The majority of companies are privately owned, and outside of their tax
returns which in most cases are not made available to the public, have no
requirements to make available their sales figures online or off.

Those companies who are public, have different methods of accounting which
may or may not breakout internet sales as a separate line item and therefor
countable.

The types of products and services available, the terms and conditions of
sales and the desire of the buyers all create a fluid situation that is not
quantifiable in a system  be able to say that this is how much business is
being transacted.

The poster child for e-commerce is Amazon.com, who is a seller of books,
records, videos and now some consumer electronics. They are successful as
their primary products, books, music and video, are all familiar in format
and packaging. They leverage this by price, selection and service.

They have taken years to make a profit, as the infrastructure to provide the
service from website to doorstep needed to be created from the ground up.
>From software, to computers, to warehouses, to packaging to delivery.
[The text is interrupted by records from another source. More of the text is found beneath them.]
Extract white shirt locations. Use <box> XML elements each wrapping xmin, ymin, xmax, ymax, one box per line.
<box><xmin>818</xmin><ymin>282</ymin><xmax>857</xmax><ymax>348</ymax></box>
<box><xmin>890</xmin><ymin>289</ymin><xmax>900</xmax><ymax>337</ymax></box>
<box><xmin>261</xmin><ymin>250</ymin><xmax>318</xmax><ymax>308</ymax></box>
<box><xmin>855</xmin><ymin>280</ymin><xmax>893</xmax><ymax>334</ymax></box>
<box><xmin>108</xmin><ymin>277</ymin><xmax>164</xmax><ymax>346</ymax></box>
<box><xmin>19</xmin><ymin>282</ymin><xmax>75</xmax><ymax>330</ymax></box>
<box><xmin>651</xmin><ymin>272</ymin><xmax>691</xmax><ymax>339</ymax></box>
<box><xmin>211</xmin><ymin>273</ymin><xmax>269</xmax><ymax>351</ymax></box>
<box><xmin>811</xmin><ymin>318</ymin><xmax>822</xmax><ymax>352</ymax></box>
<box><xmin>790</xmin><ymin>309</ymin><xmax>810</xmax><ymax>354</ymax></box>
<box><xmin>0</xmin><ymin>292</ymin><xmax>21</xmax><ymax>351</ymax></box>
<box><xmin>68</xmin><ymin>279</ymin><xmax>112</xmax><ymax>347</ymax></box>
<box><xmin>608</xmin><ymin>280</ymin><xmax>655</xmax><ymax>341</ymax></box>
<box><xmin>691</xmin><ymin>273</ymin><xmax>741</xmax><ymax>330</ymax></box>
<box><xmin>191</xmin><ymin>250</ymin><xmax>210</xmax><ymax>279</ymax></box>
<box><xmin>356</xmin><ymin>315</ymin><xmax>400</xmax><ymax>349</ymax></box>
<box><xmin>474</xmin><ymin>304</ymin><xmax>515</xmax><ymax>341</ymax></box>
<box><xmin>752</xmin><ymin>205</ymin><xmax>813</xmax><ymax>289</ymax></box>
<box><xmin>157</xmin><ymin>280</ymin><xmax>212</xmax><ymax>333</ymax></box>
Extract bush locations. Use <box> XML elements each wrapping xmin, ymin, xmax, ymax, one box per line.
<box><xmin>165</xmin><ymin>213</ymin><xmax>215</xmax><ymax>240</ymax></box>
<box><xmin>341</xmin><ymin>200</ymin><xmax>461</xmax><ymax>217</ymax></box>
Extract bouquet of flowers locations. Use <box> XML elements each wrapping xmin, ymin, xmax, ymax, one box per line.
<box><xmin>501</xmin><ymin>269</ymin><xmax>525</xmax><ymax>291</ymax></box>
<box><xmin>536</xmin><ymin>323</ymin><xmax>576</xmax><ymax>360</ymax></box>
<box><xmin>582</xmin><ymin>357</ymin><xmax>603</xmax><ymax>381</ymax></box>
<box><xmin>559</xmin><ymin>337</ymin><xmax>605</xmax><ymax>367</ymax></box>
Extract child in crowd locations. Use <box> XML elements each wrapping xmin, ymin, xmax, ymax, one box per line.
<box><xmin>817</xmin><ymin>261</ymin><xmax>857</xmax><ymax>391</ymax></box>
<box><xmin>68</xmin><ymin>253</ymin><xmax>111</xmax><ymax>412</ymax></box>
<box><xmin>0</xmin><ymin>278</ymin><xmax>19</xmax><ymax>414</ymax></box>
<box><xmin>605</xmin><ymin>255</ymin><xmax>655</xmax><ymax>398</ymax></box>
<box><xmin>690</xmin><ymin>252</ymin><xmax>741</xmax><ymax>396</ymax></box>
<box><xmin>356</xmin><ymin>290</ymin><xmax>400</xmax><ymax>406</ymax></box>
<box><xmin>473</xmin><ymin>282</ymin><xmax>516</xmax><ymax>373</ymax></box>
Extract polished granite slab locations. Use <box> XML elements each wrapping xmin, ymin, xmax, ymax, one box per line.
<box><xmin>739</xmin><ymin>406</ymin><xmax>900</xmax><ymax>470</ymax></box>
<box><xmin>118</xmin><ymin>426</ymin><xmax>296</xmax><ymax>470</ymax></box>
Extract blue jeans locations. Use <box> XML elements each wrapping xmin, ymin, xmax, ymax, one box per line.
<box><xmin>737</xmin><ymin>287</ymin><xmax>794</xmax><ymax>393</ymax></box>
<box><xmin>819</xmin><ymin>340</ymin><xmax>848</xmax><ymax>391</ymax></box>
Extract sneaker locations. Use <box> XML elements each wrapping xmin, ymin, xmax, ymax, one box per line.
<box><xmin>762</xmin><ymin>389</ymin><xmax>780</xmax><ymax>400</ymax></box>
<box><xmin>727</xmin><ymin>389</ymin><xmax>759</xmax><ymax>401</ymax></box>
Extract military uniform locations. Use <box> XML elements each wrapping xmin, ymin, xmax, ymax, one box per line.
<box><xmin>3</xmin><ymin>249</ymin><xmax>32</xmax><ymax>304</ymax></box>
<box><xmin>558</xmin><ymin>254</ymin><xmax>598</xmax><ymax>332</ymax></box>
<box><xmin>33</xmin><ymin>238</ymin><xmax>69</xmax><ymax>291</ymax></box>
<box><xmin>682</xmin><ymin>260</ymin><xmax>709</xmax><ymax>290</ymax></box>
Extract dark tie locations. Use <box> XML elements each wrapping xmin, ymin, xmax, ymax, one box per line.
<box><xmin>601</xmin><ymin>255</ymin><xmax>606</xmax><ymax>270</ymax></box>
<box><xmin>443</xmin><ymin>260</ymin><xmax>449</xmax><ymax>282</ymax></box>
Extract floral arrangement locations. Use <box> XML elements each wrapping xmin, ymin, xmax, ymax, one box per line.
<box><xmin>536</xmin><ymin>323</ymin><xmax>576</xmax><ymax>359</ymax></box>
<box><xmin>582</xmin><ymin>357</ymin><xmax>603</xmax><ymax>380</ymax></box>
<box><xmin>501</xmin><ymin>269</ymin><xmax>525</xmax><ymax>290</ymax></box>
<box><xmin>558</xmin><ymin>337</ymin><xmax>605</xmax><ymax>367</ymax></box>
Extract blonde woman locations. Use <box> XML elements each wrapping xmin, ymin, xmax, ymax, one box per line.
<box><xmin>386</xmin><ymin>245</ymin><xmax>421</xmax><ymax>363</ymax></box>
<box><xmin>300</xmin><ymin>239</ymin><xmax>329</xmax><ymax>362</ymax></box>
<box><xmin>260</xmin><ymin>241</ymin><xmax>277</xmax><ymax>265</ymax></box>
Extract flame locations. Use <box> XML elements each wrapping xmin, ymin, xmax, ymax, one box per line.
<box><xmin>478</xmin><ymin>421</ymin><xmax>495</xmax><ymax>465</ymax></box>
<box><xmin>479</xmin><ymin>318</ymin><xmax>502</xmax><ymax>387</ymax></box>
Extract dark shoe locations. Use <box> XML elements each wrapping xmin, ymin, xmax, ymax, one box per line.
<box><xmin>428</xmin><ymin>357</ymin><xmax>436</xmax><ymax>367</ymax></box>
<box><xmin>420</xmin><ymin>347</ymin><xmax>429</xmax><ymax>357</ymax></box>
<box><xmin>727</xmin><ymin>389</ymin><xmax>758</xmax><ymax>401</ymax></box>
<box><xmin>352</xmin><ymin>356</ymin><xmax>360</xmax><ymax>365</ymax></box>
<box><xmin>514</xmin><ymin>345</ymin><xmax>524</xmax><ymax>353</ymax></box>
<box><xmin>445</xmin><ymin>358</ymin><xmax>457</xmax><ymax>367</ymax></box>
They also carry a huge selection.

Ebay is the other success story from the buyer side as the selection her is
large as well. they make their money as facilitators and carry no inventory.



I have created a number of sites that are doing extremely well, accounting
for between 35-60% of total sales. These companies are in the 500,000 to 2
million dollar a year in sales category. These sites rely on request forms
and email.
Closing the sale is done with phone and fax, rather than shopping carts,
merchant services or third party clearancing systems.

I wrote an article on this type of ecommerce a couple of years ago.
The Money Page
http://www.alistapart.com/stories/money/money1.html

As a pixel mechanic, your job is to help your client to increase their
business exposure. But that is all you can and should do.

It is up to the client to close the sale.